After being plagued for years by hackers seeking to exploit coding flaws to siphon funds from crypto projects, more assailants are now using the automated software programs that power DeFi platforms to manipulate transactions to gain control of the millions of dollars in assets locked in various protocols that allow users to borrow and lend without intermediaries. 

Over the past weekend, the DeFi application Mango DAO agreed to let a self-proclaimed trader keep almost half of the $100 million in assets he seized in exchange for releasing the rest of the funds while promising no criminal prosecution. The technique used by the Mango exploiter has been tied to other high-profile attacks. Harvest Finance lost $34 million in 2020, while Beanstalk was hit for $182 million in April. On Tuesday, the decentralized credit platform Moola Market suffered a $9 million exploit. 

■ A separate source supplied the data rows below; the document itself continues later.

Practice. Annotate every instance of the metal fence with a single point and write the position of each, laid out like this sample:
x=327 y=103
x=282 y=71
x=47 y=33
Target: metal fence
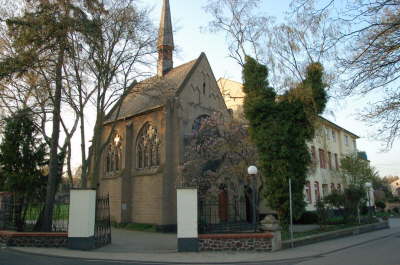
x=102 y=230
x=26 y=216
x=217 y=217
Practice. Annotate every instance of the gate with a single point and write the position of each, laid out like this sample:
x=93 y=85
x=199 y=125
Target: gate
x=102 y=229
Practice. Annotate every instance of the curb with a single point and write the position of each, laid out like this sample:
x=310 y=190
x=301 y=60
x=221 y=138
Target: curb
x=346 y=232
x=300 y=258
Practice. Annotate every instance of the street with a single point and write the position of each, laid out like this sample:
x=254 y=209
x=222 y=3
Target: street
x=384 y=251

The rising trend appears to fall into a gray area legally, putting the industry at a crossroads. Transgressors and other hardcore crypto enthusiasts consider these maneuvers, as the Mango exploiter wrote, “a profitable trading strategy.” That’s leading to industry participants to call for greater regulatory clarity to quash the practice, which risks further eroding investor confidence as the blockchain sector contends with a steep market downturn. Others are calling it outright financial manipulation.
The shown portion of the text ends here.